From: Kairui Song <ryncsn@gmail.com>
To: Barry Song <21cnbao@gmail.com>
Cc: akpm@linux-foundation.org,
Baolin Wang <baolin.wang@linux.alibaba.com>,
Baoquan He <bhe@redhat.com>, Chris Li <chrisl@kernel.org>,
David Hildenbrand <david@redhat.com>,
Johannes Weiner <hannes@cmpxchg.org>,
Hugh Dickins <hughd@google.com>,
Kalesh Singh <kaleshsingh@google.com>,
LKML <linux-kernel@vger.kernel.org>,
linux-mm <linux-mm@kvack.org>, Nhat Pham <nphamcs@gmail.com>,
Ryan Roberts <ryan.roberts@arm.com>,
Kemeng Shi <shikemeng@huaweicloud.com>,
Tim Chen <tim.c.chen@linux.intel.com>,
Matthew Wilcox <willy@infradead.org>,
"Huang, Ying" <ying.huang@linux.alibaba.com>,
Yosry Ahmed <yosryahmed@google.com>
Subject: Re: [PATCH 05/28] mm, swap: sanitize swap cache lookup convention
Date: Tue, 27 May 2025 23:11:28 +0800 [thread overview]
Message-ID: <CAMgjq7B1K=6OOrK2OUZ0-tqCzi+EJt+2_K97TPGoSt=9+JwP7Q@mail.gmail.com> (raw)
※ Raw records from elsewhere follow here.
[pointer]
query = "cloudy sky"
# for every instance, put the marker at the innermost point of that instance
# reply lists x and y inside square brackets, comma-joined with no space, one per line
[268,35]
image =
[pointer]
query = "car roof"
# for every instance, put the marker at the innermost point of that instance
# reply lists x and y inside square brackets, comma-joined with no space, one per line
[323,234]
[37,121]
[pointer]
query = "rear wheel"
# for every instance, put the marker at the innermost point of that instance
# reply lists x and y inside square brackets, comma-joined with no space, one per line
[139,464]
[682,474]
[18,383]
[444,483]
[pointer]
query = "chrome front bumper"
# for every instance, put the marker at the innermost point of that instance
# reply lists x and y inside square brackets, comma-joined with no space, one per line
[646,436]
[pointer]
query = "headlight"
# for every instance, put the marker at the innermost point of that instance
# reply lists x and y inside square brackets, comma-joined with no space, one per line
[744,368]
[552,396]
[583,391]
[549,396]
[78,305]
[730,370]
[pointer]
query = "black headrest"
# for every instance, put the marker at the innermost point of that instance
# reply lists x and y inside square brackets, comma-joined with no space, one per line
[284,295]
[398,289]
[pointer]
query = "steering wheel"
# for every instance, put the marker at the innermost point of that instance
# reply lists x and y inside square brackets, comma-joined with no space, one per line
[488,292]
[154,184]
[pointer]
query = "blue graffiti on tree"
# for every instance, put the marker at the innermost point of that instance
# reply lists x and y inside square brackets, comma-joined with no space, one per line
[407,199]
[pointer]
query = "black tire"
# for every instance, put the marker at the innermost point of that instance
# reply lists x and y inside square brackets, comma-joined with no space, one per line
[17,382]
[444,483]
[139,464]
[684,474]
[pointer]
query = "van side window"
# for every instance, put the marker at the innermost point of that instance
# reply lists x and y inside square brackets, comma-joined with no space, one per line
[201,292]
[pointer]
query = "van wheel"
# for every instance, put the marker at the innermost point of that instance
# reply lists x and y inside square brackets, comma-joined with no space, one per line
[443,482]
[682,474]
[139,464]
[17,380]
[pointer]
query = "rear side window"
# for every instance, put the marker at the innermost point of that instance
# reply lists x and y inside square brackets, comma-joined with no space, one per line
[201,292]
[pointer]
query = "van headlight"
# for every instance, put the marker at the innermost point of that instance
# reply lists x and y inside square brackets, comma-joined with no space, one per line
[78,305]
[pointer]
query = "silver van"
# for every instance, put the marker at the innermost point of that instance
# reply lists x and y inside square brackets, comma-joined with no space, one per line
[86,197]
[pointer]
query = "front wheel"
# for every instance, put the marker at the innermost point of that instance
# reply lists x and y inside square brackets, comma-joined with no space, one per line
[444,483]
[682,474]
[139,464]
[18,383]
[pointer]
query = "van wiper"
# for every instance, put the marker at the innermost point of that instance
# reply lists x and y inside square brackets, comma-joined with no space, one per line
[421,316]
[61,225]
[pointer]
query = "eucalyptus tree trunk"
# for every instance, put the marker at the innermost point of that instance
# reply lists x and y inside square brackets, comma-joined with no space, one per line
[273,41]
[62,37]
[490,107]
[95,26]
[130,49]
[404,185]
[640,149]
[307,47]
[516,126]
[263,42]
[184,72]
In-Reply-To: <CAGsJ_4ymRwXhQdzabstHhkK0OM0JEWtvR3tjeyQppm7sKZ8FUw@mail.gmail.com>
On Tue, May 27, 2025 at 3:59 PM Barry Song <21cnbao@gmail.com> wrote:
>
> On Sat, May 24, 2025 at 8:01 AM Kairui Song <ryncsn@gmail.com> wrote:
> >
> > On Fri, May 23, 2025 at 10:30 AM Barry Song <21cnbao@gmail.com> wrote:
> > >
> > > On Wed, May 21, 2025 at 2:45 PM Kairui Song <ryncsn@gmail.com> wrote:
> > > >
> > > > Barry Song <21cnbao@gmail.com> 于 2025年5月21日周三 06:33写道:
> > > > > Let me run test case [1] to check whether this ever happens. I guess I need to
> > > > > hack kernel a bit to always add folio to swapcache even for SYNC IO.
> > > >
> > > > That will cause quite a performance regression I think. Good thing is,
> > > > that's exactly the problem this series is solving by dropping the SYNC
> > > > IO swapin path and never bypassing the swap cache, while improving the
> > > > performance, eliminating things like this. One more reason to justify
> > > > the approach :)
> >
> > Hi Barry,
> >
> > >
> > > I attempted to reproduce the scenario where a folio is added to the swapcache
> > > after filemap_get_folio() returns NULL but before move_swap_pte()
> > > moves the swap PTE
> > > using non-synchronized I/O. Technically, this seems possible; however,
> > > I was unable
> > > to reproduce it, likely because the time window between swapin_readahead and
> > > taking the page table lock within do_swap_page() is too short.
> >
> > Thank you so much for trying this!
> >
> > I have been trying to reproduce it too, and so far I didn't observe
> > any crash or warn. I added following debug code:
> >
> > static __always_inline
> > bool validate_dst_vma(struct vm_area_struct *dst_vma, unsigned long dst_end)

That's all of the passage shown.